Dada
If civilisation produced the trenches, the only honest art is anti-art.
A specimen of the movement's grammar, built in code.
In February 1916, in neutral Zurich, a small group of expatriate artists and poets — refugees from a Europe tearing itself apart in the First World War — opened a cabaret. They called it the Cabaret Voltaire. The Romanian poet Tristan Tzara, the German poet Hugo Ball, the Alsatian sculptor Hans Arp, the German painter Marcel Janco: they gathered every night, performed sound poems made of pure nonsense syllables, read manifestos, wore costumes built from cardboard. The audience was confused. The performers were not joking, and they were not entirely serious either. That was the point.
Tzara, in 1918, wrote what is probably the movement's most useful self-description: "Dada means nothing." They picked the word, the legend goes, by sticking a knife into a French-German dictionary at random. The name itself was a refusal of meaning — a sound a baby might make, a French word for hobby-horse, syllables that could be anything because they were nothing.
The deeper claim was political and moral. The same European civilisation that had produced Beethoven and the Louvre and the Sorbonne had also produced the trenches, the mustard gas, the casualty lists that ran for pages of newsprint every morning. To make beautiful art, in 1916, was to be complicit with the machinery that was killing nine million people. The only honest response was to dismantle art itself — its categories, its hierarchies, its claim to ennoble. Dada produced collages from torn newspapers, sculptures from urinals (Marcel Duchamp's Fountain, 1917 — submitted to a gallery, signed with a fake name, rejected by the jury, now one of the most-studied works of twentieth-century art), poems generated by pulling words out of a hat. Whatever a respectable artist would not do, Dada did. Whatever a respectable artist would do, Dada parodied.
After 1918, the movement spread — Berlin Dada under John Heartfield and Hannah Höch sharpened the political edge into anti-Nazi photomontage; New York Dada under Duchamp and Man Ray pushed toward conceptual art; Paris Dada gathered the writers (Breton, Aragon, Éluard) who would, by 1924, abandon Dada for a more programmatic successor: Surrealism. By the mid-1920s Dada was, in its original form, over.

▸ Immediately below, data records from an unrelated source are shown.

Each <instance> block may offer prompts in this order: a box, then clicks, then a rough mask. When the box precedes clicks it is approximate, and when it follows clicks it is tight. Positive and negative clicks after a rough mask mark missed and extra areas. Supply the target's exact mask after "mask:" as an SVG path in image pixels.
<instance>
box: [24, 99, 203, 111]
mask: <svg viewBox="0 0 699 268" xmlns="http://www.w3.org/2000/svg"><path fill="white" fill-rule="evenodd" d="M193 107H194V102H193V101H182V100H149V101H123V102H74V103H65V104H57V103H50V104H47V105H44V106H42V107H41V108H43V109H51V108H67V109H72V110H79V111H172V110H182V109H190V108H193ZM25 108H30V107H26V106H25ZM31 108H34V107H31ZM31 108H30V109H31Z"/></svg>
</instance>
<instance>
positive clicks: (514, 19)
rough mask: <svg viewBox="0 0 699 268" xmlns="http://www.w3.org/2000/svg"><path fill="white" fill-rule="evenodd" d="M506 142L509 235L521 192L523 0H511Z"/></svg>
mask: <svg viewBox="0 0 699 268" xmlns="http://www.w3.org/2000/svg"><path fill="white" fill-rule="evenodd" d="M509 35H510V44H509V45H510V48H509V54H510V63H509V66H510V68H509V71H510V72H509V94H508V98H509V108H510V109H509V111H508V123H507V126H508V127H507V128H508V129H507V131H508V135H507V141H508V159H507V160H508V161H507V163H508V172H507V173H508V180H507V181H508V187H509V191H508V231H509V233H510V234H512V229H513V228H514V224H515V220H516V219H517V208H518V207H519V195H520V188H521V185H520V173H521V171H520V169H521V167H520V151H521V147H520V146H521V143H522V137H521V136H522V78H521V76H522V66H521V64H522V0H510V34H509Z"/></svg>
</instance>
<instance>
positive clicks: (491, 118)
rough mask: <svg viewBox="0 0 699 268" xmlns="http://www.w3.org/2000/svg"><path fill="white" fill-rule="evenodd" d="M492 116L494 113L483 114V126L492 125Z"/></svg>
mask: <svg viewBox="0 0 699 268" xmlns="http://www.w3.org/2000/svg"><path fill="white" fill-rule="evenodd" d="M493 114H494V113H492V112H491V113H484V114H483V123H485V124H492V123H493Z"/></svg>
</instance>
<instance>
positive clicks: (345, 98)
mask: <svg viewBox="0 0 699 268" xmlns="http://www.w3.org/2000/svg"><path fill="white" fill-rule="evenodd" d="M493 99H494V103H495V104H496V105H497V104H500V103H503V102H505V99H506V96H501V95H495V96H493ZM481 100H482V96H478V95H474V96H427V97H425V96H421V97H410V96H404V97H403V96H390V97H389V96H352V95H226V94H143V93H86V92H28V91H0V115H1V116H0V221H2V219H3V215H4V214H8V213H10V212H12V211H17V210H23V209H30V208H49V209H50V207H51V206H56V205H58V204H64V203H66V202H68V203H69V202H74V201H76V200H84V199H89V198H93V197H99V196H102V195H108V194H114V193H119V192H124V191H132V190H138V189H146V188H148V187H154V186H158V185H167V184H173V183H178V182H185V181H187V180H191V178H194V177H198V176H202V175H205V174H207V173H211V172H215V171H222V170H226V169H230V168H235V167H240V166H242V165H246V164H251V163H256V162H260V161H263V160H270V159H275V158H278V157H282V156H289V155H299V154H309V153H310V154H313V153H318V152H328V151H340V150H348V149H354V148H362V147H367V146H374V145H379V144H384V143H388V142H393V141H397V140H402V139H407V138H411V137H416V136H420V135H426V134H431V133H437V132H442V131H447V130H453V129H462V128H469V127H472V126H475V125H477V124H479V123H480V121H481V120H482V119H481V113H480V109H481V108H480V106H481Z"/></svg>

But "over" is the wrong frame. Dada was the first movement to establish that the gesture could be more important than the object; that the artist's position could be more important than the artist's skill; that an idea, framed and presented, could constitute a work. From this proposition descends conceptual art, performance art, much of postmodernism, every Banksy stunt, every MSCHF drop, and the entire field of contemporary art understood as a series of attention-grabbing positions rather than skilled productions. Anti-design, punk graphic design, and the deliberately broken layouts of late-2010s fashion all have Dada in their lineage. The movement that said it meant nothing is one of the most consequential artistic positions of the past century.